For convenient multi-sample analysis, the spaceranger aggr pipeline generates output files that contain all the data from the individual input jobs, aggregated into single output files. The capture area suffix of each barcode is updated to prevent barcode collisions.

Visium HD is not supported with spaceranger aggr.

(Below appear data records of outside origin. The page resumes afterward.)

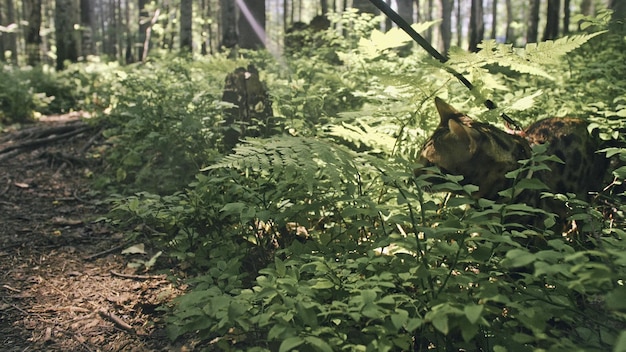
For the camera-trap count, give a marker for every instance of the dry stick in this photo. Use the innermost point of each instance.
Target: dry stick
(116, 320)
(406, 27)
(96, 255)
(42, 141)
(91, 140)
(140, 277)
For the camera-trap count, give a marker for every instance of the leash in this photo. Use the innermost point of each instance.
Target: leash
(406, 27)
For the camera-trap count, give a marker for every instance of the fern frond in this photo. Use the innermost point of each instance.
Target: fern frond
(551, 49)
(528, 60)
(292, 159)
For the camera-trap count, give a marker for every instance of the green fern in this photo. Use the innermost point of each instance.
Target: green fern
(303, 160)
(528, 60)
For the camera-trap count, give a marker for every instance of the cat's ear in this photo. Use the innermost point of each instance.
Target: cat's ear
(446, 111)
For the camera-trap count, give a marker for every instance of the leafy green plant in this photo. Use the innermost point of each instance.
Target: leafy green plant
(381, 264)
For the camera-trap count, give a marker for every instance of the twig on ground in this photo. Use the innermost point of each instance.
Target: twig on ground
(116, 320)
(139, 277)
(99, 254)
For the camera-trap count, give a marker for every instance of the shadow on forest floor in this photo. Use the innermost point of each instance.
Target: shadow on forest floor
(64, 285)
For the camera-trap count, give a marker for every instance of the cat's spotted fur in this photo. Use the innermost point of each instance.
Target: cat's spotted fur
(483, 153)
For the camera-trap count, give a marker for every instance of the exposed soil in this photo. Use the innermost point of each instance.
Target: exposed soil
(64, 284)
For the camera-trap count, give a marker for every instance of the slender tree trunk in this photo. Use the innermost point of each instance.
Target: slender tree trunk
(144, 24)
(477, 25)
(86, 24)
(205, 7)
(494, 19)
(586, 9)
(509, 21)
(365, 6)
(618, 19)
(446, 25)
(229, 24)
(186, 9)
(388, 22)
(532, 32)
(418, 8)
(459, 24)
(552, 20)
(405, 9)
(251, 24)
(9, 39)
(67, 48)
(32, 11)
(566, 16)
(429, 17)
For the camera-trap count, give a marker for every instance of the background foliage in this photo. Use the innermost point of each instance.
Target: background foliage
(321, 238)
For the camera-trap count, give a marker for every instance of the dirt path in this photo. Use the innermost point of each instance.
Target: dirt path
(62, 288)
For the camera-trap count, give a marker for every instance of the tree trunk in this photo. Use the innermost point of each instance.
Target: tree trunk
(532, 32)
(405, 9)
(446, 25)
(618, 19)
(494, 19)
(67, 48)
(9, 39)
(429, 17)
(324, 5)
(476, 26)
(365, 6)
(251, 24)
(552, 20)
(86, 24)
(566, 16)
(144, 24)
(32, 11)
(229, 24)
(459, 24)
(509, 38)
(186, 9)
(586, 9)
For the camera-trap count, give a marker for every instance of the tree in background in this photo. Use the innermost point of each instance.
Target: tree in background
(446, 25)
(532, 32)
(228, 24)
(64, 19)
(186, 9)
(618, 19)
(86, 27)
(552, 20)
(32, 12)
(476, 26)
(251, 24)
(9, 37)
(365, 6)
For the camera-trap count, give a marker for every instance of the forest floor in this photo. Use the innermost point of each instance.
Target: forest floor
(64, 283)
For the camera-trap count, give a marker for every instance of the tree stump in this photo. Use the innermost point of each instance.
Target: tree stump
(252, 114)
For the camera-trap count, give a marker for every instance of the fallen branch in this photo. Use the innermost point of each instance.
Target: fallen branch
(139, 277)
(34, 143)
(99, 254)
(116, 320)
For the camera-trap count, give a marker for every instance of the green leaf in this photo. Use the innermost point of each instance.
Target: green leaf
(322, 284)
(281, 269)
(517, 257)
(318, 343)
(399, 318)
(473, 312)
(290, 343)
(620, 345)
(616, 299)
(440, 322)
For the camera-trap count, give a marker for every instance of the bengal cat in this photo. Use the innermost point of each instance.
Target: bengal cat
(483, 154)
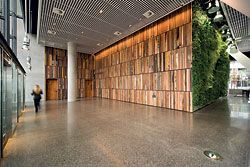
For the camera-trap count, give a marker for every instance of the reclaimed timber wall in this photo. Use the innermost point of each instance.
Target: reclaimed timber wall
(85, 67)
(56, 68)
(151, 66)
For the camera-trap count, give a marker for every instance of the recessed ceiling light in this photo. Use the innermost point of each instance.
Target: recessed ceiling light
(51, 32)
(117, 33)
(58, 11)
(148, 14)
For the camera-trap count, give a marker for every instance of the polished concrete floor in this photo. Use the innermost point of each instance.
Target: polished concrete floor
(101, 132)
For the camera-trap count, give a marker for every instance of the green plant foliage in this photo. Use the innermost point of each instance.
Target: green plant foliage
(210, 66)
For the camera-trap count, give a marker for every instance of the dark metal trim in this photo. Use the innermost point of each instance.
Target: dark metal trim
(7, 48)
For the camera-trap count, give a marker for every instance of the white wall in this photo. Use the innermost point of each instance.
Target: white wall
(37, 54)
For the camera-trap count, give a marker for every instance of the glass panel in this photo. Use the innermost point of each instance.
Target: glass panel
(6, 97)
(1, 144)
(20, 93)
(14, 97)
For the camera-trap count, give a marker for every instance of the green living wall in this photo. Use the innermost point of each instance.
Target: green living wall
(210, 65)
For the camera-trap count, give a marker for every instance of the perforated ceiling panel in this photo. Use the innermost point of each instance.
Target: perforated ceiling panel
(237, 21)
(84, 24)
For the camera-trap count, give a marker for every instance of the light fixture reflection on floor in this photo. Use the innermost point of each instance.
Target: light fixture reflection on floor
(213, 155)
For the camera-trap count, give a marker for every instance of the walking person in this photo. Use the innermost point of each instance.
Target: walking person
(37, 92)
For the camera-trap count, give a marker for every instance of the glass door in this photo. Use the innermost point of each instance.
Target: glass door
(14, 97)
(6, 98)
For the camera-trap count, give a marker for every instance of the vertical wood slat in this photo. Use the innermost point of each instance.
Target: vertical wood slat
(152, 66)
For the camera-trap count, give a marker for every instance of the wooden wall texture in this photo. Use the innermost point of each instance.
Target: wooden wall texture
(151, 66)
(56, 68)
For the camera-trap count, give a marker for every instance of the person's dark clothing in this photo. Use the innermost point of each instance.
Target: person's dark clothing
(36, 104)
(37, 98)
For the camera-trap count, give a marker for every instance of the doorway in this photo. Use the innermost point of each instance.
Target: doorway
(88, 88)
(52, 89)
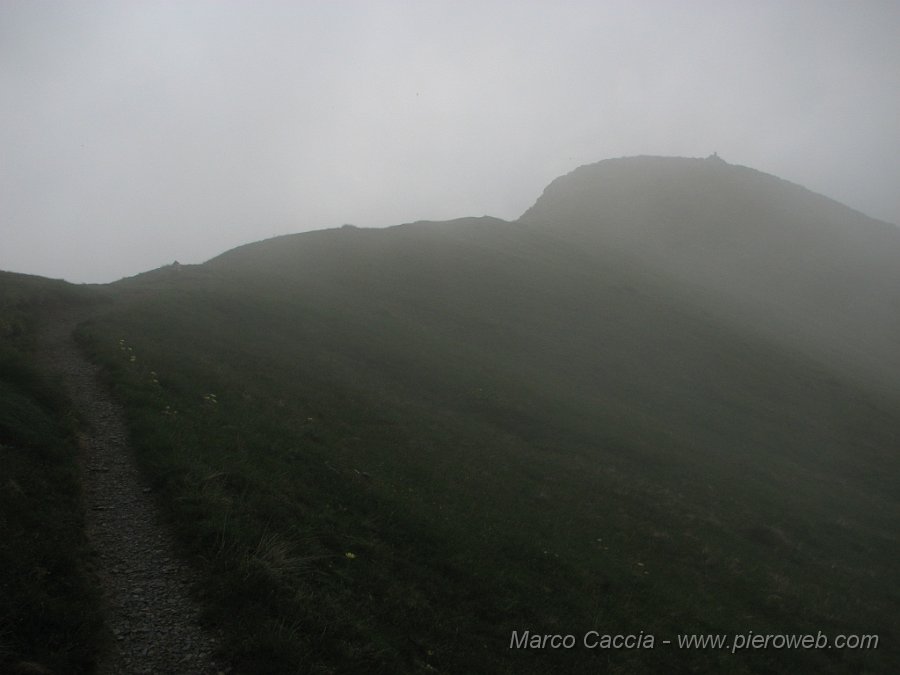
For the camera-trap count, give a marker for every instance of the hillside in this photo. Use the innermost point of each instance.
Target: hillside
(768, 255)
(663, 402)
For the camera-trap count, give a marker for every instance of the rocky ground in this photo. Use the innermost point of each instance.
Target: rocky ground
(153, 622)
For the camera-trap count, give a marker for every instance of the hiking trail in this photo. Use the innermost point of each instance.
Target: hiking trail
(151, 619)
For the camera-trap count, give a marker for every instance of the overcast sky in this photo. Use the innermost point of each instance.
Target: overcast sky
(135, 133)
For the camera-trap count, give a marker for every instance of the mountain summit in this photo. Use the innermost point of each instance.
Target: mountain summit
(793, 264)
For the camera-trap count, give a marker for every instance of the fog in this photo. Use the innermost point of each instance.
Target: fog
(134, 134)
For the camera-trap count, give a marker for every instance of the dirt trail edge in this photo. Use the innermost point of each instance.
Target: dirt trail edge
(152, 620)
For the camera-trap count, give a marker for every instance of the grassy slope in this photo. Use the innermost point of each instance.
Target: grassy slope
(48, 610)
(423, 438)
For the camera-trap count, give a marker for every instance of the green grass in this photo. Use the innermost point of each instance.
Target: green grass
(504, 433)
(49, 614)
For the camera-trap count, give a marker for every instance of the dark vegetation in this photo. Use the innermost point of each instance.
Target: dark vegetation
(49, 616)
(388, 449)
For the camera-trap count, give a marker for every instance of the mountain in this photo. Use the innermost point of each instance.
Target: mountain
(662, 402)
(769, 255)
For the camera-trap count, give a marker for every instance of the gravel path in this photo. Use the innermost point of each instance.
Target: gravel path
(151, 618)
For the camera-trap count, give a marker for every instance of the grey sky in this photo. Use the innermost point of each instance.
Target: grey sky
(136, 133)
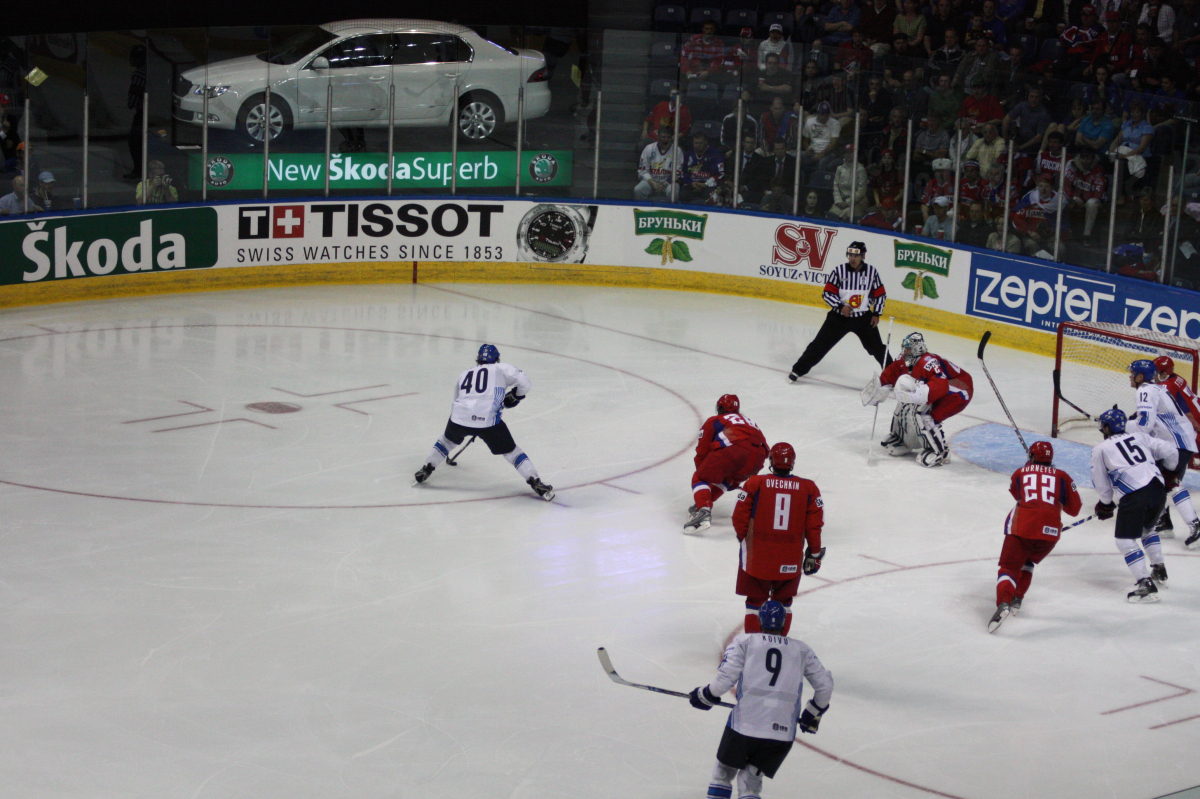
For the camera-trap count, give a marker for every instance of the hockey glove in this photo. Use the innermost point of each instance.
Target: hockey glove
(702, 698)
(811, 718)
(813, 560)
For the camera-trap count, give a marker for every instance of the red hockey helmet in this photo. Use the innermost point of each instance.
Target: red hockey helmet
(1042, 452)
(783, 457)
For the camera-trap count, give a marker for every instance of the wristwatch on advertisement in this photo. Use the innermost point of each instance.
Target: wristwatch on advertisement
(556, 234)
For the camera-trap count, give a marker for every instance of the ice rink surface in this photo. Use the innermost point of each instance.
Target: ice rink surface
(203, 600)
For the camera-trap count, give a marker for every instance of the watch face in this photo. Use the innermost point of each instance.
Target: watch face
(552, 234)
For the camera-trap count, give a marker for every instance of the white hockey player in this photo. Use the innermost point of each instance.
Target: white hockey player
(1126, 462)
(768, 670)
(1159, 416)
(480, 394)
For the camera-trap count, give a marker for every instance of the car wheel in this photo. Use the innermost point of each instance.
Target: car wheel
(253, 119)
(479, 115)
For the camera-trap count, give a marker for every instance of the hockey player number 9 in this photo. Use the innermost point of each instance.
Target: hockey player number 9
(1031, 487)
(783, 512)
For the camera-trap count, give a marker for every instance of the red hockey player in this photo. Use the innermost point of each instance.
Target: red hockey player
(731, 448)
(775, 516)
(1032, 528)
(929, 389)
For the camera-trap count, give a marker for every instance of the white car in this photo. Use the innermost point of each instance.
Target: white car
(361, 59)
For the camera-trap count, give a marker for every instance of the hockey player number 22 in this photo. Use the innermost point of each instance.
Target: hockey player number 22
(783, 512)
(1031, 487)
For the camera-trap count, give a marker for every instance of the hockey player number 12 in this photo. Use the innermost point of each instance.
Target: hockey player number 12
(783, 512)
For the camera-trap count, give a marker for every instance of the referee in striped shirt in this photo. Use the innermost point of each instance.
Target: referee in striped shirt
(856, 296)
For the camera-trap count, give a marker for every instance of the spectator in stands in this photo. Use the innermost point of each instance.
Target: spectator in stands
(946, 59)
(15, 202)
(658, 167)
(703, 169)
(1096, 131)
(730, 124)
(702, 54)
(877, 17)
(939, 223)
(887, 181)
(774, 82)
(975, 229)
(663, 115)
(945, 101)
(1086, 185)
(157, 187)
(1027, 122)
(983, 64)
(777, 199)
(996, 239)
(819, 148)
(979, 108)
(839, 22)
(933, 144)
(849, 181)
(1161, 18)
(779, 46)
(940, 185)
(989, 149)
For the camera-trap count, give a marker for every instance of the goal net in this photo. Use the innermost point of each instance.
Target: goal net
(1092, 367)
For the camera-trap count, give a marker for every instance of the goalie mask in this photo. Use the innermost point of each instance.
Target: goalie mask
(729, 403)
(913, 347)
(1042, 452)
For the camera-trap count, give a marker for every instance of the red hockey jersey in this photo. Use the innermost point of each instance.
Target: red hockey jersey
(727, 430)
(774, 518)
(1042, 493)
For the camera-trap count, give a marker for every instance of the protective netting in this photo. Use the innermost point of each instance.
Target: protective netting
(1095, 360)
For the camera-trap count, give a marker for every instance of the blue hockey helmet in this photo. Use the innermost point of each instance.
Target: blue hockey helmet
(772, 617)
(487, 354)
(1145, 368)
(1114, 419)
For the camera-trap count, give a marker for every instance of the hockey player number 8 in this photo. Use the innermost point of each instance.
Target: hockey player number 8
(1031, 487)
(783, 510)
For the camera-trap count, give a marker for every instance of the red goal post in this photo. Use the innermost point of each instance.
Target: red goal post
(1091, 367)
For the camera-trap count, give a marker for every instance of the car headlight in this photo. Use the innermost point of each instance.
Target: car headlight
(214, 91)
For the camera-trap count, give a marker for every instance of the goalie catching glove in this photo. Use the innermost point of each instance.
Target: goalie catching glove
(702, 698)
(811, 716)
(813, 560)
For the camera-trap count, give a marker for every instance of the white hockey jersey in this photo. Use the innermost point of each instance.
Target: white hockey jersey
(1126, 462)
(1158, 415)
(479, 394)
(769, 673)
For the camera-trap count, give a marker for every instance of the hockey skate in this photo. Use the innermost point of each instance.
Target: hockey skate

A successful spaceranger aggr run should conclude with a message similar to this:

Outputs: - Aggregation metrics summary HTML: /opt/runs/AGG123/outs/web_summary.html - Aggregation metrics summary JSON: /opt/runs/AGG123/outs/summary.json - Secondary analysis output CSV: /opt/runs/AGG123/outs/analysis - Filtered feature-barcode matrices MEX: /opt/runs/AGG123/outs/filtered_feature_bc_matrix - Filtered feature-barcode matrices HDF5: /opt/runs/AGG123/outs/filtered_feature_bc_matrix.h5 - Copy of the input aggregation CSV: /opt/runs/AGG123/outs/aggregation.csv - Loupe Browser file: /opt/runs/AGG123/outs/cloupe.cloupe - Aggregated tissue positions list: /opt/runs/AGG123/outs/aggr_tissue_positions.csv - Spatial folder containing spatial images and scalefactors: /opt/runs/AGG123/outs/spatial   Pipestance completed successfully!

Upon completion, all the main pipeline outputs can be found in the outs/ subfolder which has the following structure:

outs ├── aggregation.csv ├── aggr_tissue_positions.csv ├── analysis │   ├── clustering │   ├── diffexp │   ├── pca │   ├── tsne │   └── umap ├── cloupe.cloupe ├── filtered_feature_bc_matrix │   ├── barcodes.tsv.gz │   ├── features.tsv.gz │   └── matrix.mtx.gz ├── filtered_feature_bc_matrix.h5 ├── spatial │   ├── LV123 │   │   ├── scalefactors_json.json │   │   ├── tissue_hires_image.png │   │   └── tissue_lowres_image.png │   ├── LB456 │   │   ├── scalefactors_json.json │   │   ├── tissue_hires_image.png │   │   └── tissue_lowres_image.png │   └── LP789 │   ├── scalefactors_json.json │   ├── tissue_hires_image.png │   └── tissue_lowres_image.png ├── summary.json └── web_summary.html

The files are similar to the spaceranger count pipeline outputs. The aggr pipeline also outputs a copy of the input aggregation.csv.